Sinner, une première à la folie
Mené deux sets à rien par un Daniil Medvedev intouchable, Jannik Sinner est revenu de l’enfer pour s’imposer en cinq sets (3-6, 3-6, 6-4, 6-4, 6-3 en 3h44) et conquérir à 22 ans son premier titre du Grand Chelem, ce dimanche à l’Open d’Australie.
Il y a plusieurs façons de rentrer dans l’histoire et Jannik Sinner n’a certainement pas choisi la plus simple, mais peut-être bien la plus belle. Ce dimanche à l’Open d’Australie, l’Italien a relevé l’un des défis les plus colossaux qui soient au tennis : remonter deux sets de retard pour sa première finale de Gand Chelem et s’imposer en cinq sets face à un Daniil Medvedev longtemps intouchable avant de baisser de pied physiquement, 3-6, 3-6, 6-4, 6-4, 6-3 en 3h44.

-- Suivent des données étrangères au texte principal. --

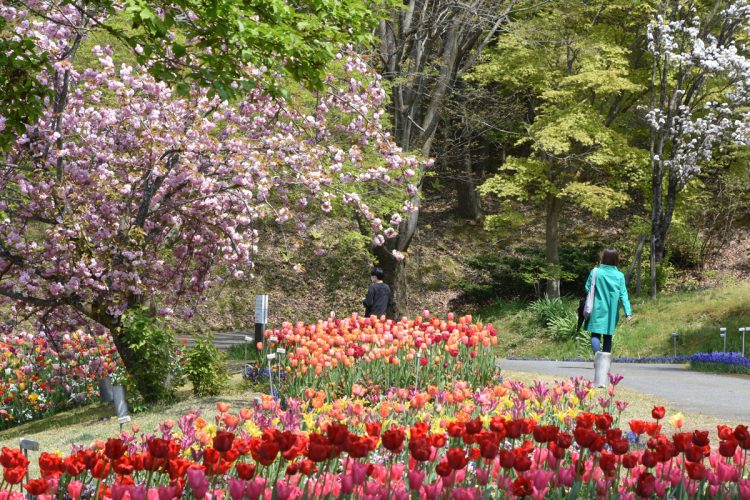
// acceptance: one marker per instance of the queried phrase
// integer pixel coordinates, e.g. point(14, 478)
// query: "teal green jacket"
point(610, 290)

A 22 ans, Sinner décroche ainsi son premier sacre majeur, mettant fin à 47 ans d’attente pour le tennis transalpin masculin qui n’avait plus été à pareille fête depuis le sacre d’Adriano Pannatta à Roland-Garros en 1976, même si personne n’oublie les succès plus récents de Francesca Schiavone (Roland-Garros 2010) et Flavia Pennetta (US Open 2015), côté femmes.

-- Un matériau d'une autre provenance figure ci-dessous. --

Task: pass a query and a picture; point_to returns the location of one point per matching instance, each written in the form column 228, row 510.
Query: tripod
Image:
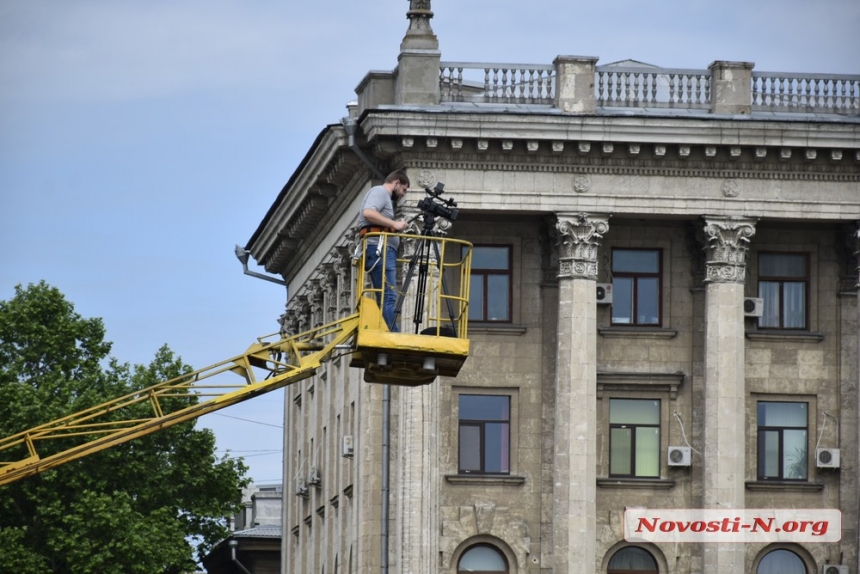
column 421, row 261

Sa consécration, attendue, est le fruit d’une longue montée en puissance depuis plusieurs années, mais qui s’était fait particulièrement pressante ces derniers mois et plus encore ces derniers jours, avec une quinzaine parfaite jusque-là et ce chef d’œuvre réussi en demi-finale pour déboulonner le maître des lieux, Novak Djokovic. Un succès qui sentait bon la passation de pouvoir.
Restait deux écueils à surmonter, et de taille : l’inconnu d’une première finale de Grand Chelem et évidemment le nom de son ultime adversaire, Daniil Medvedev, beaucoup plus aguerri à ces sommets même si son parcours durant cet Open d’Australie avait été aussi plus chaotique, et même éreintant.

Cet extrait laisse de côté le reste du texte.